The symptoms of ACS are similar to that of a heart attack, and if unattended instantly, it can lead to an actual attack. Signs and symptoms of ACS include:

  • Sudden discomfort in the chest, which can be burning, squeezing or painful in nature
  • Discomfort or pain radiating to the jaw, shoulder or arm
  • Nausea and/or vomiting
  • Increased sweating
  • Shortness of breath (dyspnoea)

Atypical symptoms include:

  • Feeling of heartburn
  • Pain in the abdomen
  • Severe fatigue and restlessness

WHAT SHOULD BE DONE IN CASE OF A HEART ATTACK?


When in doubt of having a heart attack, urgent medical help should be sought. An early intervention can prevent severe damage. Driving on own should be discouraged. An ambulance can be called for further assistance.
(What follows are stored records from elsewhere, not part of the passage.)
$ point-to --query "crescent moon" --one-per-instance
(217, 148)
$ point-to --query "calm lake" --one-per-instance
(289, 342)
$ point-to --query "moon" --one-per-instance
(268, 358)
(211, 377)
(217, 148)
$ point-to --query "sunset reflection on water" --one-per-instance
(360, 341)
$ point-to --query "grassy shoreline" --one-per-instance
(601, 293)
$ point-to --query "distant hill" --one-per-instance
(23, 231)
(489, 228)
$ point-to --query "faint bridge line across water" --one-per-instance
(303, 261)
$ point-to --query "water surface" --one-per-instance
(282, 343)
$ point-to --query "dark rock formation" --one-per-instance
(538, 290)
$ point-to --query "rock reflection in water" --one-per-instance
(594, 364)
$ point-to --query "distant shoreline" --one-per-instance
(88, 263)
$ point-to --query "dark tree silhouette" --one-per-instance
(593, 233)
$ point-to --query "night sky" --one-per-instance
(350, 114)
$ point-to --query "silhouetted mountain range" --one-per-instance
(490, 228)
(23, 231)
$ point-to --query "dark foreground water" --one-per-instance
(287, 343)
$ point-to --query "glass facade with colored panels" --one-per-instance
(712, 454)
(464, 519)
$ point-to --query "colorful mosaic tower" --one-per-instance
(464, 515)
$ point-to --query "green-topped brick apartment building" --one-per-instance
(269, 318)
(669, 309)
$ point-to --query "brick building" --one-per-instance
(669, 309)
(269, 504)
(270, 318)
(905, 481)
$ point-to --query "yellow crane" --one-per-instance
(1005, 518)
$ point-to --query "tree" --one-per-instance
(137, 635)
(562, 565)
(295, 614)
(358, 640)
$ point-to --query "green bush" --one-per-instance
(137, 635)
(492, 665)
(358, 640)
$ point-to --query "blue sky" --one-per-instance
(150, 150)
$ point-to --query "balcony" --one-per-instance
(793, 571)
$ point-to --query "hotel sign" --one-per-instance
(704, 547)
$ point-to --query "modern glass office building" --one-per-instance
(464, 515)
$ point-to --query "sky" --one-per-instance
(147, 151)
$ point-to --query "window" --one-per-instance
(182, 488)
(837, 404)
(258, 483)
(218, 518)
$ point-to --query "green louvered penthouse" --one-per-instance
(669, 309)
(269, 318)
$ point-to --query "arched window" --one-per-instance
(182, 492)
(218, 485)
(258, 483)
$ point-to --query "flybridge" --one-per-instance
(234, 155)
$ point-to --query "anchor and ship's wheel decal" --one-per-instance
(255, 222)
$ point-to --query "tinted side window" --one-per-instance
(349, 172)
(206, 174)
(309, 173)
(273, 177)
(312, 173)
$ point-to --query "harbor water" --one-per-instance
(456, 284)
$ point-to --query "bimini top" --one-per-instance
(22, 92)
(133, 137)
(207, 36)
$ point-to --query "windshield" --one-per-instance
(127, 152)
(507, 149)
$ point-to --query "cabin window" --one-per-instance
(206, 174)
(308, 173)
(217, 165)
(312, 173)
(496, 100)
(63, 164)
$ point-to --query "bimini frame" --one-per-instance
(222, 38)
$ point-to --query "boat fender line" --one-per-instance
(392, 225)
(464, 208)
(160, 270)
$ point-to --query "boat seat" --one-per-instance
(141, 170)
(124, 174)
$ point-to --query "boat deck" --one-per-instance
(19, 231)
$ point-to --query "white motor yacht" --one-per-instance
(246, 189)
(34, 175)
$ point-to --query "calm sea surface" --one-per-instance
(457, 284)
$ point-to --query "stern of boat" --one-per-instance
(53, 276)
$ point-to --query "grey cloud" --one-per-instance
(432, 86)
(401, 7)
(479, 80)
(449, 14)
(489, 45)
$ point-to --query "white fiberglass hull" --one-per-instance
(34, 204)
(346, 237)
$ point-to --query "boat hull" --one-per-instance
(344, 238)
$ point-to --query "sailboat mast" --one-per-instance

WHAT IS CARDIOPULMONARY RESUSCITATION AND HOW SHOULD IT BE PERFORMED?


Brain damage can occur secondary to lack of oxygen-rich blood after the heart stops working. To restore the blood circulation, cardiopulmonary resuscitation (CPR) can be very useful. CPR is a procedure for maintaining the functioning of the heart and restoring the breathing function of the lungs.

The American Heart Association recommends the following while performing a CPR:

  • If you are not trained in CPR, then provide about 100 chest compressions per minute until the arrival of paramedics
  • If you are trained in CPR and confident, begin with 30 chest compressions before checking the airways and initiating rescue breaths
  • If you are trained and not confident enough, provide about 100 chest compressions per minute until the arrival of paramedics

Another form of resuscitation that is gaining popularity is cardiocerebral resuscitation, in which recommends on continuous chest compressions without mouth-to-mouth breathing.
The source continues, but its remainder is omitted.